100位以内のタイトルが、20%あまりの所に存在し、それ以外の数万という膨大な数のゲームアプリが、残りのわずかな市場のなかでひしめき合っている。iOSの市場は、08年にApp Storeが登場して以来、年率100%以上の成長を続けている。0.99ドルという価格であっても、常連タイトルに入る事ができた、ごく一部のタイトルは大きな収益を出せるかもしれないが、そのチャンスを獲得できる企業は限られる。
■アイテム課金モデルへとシフトが進んだスマートフォンのアプリ
無料版のゲームは、有料版に比べ、10倍以上ダウンロードされるというのはApp Storeの常識で、かなりの数のユーザーが無料でゲームを楽しんでいることは間違いない。アップルは、「iPhone4」だけで1億5000万台、「iPhone4S」で1億台の販売に成功しているとみられている(※2)。これにはiPod Touchは含まれていない。さらに、アンドロイド端末も2011年11月には2億台を突破したとグーグルが発表している。(※3)
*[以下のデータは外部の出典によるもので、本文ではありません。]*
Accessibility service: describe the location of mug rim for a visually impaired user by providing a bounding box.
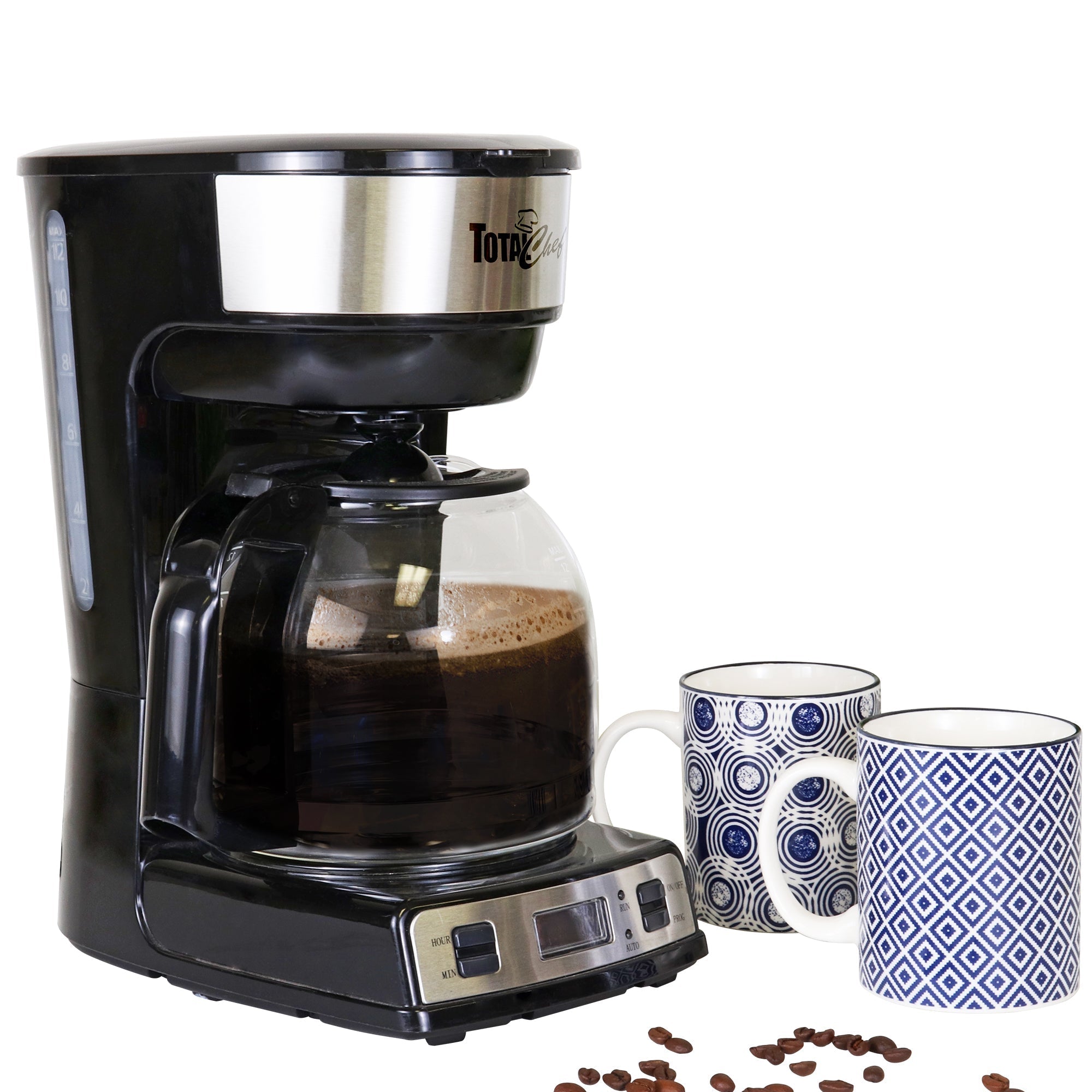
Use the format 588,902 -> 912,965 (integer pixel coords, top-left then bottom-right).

そのため、販売台数は、携帯ゲーム端末のニンテンドーDSの1億6000万台を大きく上回っている。もちろん、これらの所有ユーザーのすべてが、ゲームを遊んでいるわけではない。
しかし、ゲームの使用経験は、モバイルアプリの中での利用率はトップだ。過去30日に、使ったアプリのうち、ゲームはトップで64%、天気予報の60%、ソーシャルネットワークの56%さえ上回る。(※3)。スマートフォンは多様に利用可能なアプリのうち、ゲームが重要な存在となっている。ゲームアプリは、全体のアプリ分野の中で、最も開発されている分野でもあり、種類も豊富だ。
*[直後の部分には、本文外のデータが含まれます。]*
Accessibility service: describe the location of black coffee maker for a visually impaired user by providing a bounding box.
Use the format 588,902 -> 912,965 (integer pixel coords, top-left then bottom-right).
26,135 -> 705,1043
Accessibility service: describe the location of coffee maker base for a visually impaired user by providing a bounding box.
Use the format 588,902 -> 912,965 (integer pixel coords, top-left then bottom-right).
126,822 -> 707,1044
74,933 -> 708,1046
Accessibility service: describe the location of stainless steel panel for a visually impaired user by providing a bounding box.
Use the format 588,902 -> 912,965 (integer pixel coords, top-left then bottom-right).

一方で、iPhoneの場合、08年に比べて大きく異なってきているのは、有料アプリから、12年にはアイテム課金の仕組み「In-App Purchase」と組み合わせたアプリが売上の中心へとシフトをするようになった点だ。ただ、これは驚くべきことではないだろう。現在では、App Storeの売上上位には、ソーシャルゲームが常連で入るようになっている。
アメリカの場合は「Dragon Vale」(Backflip Studios)、「Clash of Clans」(Super Cell)、Kingdomw of Camelot」(Kabam)等。日本では、「パズル&ドラゴン」(ガンホーオンラインエンターテインメント)、「拡散性ミリオンアーサー」(スクウェア・エニックス)といったタイトルだ。
App Storeでのトップセールス100位の世界的な傾向では、2010年6月には有料ゲームが71%だったのが、12年6月には68%が、アプリ無料のIn-App Purchaseを使ったアイテム課金と逆転している。(※4)。これは驚くべき数字ではないだろう。有料アプリの価格下落が激しく状況では、特定のゲームを継続的に遊んでくれるユーザーから、継続的に収益を上げ続けるためには、アイテム課金モデルが最も適切であるからだ。
■混乱する「ソーシャルゲーム」の定義
そろそろ「ソーシャルゲーム」が、なぜ、家庭用ゲーム機市場を凌駕する存在へと変わっていったのかに話を進めようとしている。ただ、その途中で考えておく必要のある問題が出てくる。「ソーシャルゲームの定義とは何なのか?」という問題だ。ソーシャルゲームは、アイテム課金モデルと、ほぼ一体化しているサービスと言っても過言ではない。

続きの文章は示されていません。